Документы о присвоении Шульженко звания народной артистки России лежали без движения больше двух лет. Горком партии очень долго не давал «добро». Еще памятны были ее трения с Фурцевой. Вспоминали и гнусный фельетон в «Московской правде». Наконец в конце 62-го года был опубликован Указ Президиума Верховного Совета РСФСР о присвоении Шульженко К. И. звания. В тот год ей исполнилось пятьдесят шесть лет.

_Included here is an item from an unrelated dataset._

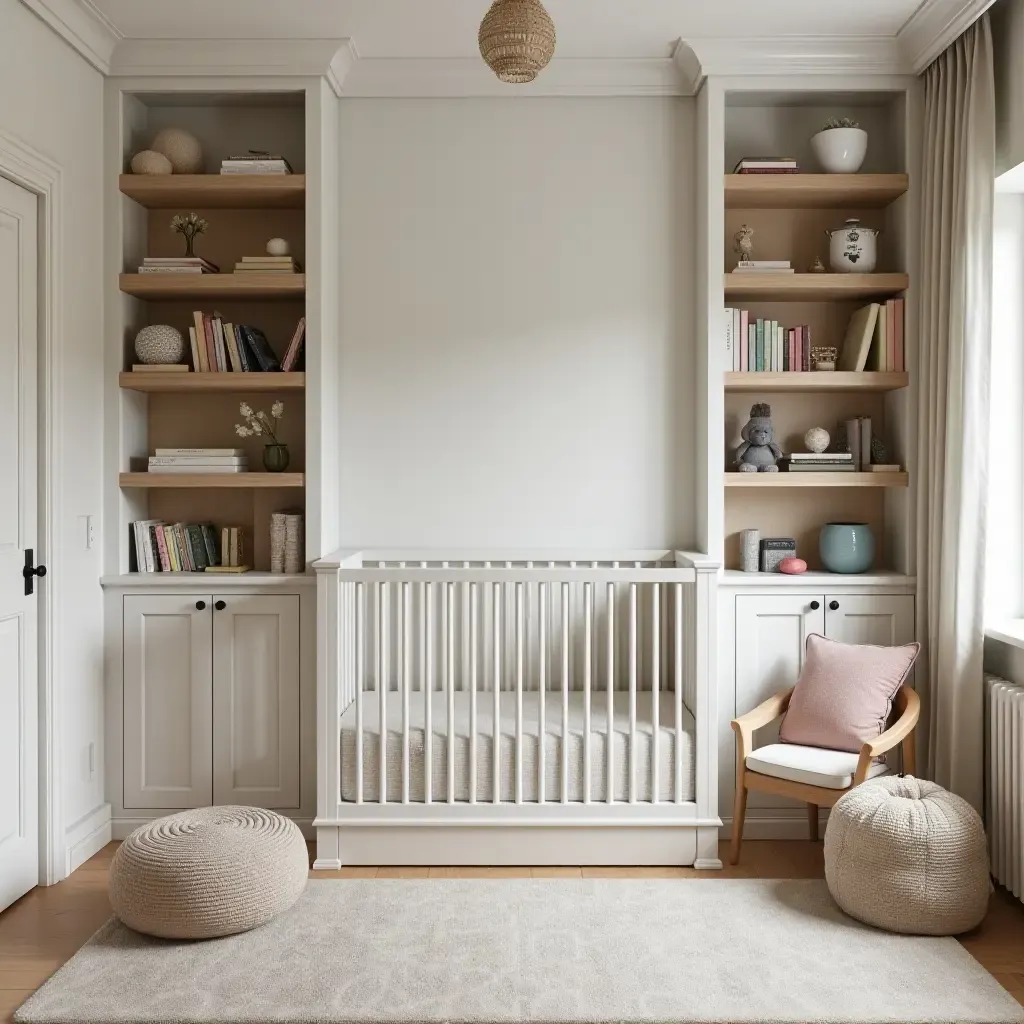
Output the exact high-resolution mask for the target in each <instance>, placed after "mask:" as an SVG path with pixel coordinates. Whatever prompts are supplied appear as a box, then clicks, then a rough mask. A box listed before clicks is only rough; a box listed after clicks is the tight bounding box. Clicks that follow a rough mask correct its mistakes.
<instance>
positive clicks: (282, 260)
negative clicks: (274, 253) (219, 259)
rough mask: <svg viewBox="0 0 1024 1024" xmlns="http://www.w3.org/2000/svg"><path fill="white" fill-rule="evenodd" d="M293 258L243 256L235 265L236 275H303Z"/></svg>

Шульженко с охотой и радостью занималась обустройством своей небольшой двухкомнатной квартиры. После шести лет жизни в коммуналке квартира казалась ей раем. Она хорошо разбиралась в антиквариате, покупала старинную мебель. Приобрела у Руслановой диван из красного дерева. С Лидией Андреевной у них сложились любопытные отношения. В домашних условиях Русланова не очень-то следила за своей внешностью, на что Шульженко обращала внимание, а Русланова отвечала: «Аристократка хренова». Когда они выступали вместе в каком-либо сборном концерте, в кулисах непременно возникала между ними ссора. Со временем она превратилась в своеобразный ритуал, который стал залогом удачного выступления двух замечательных певиц. Дом Шульженко был открыт для друзей, знакомых, родственников. Она любила красиво накрывать стол, любила, когда было много гостей, любила, как «вел» стол ее Жорж. Сама же она тихонько сидела, улыбалась и всех внимательно слушала. А стол Жорж вел великолепно. Бывали случаи, когда в застолье встречались вместе Епифанов и Коралли. Владимир Филиппович, человек скупой на положительные оценки, и тот признавал в этом за Епифановым неоспоримое первенство.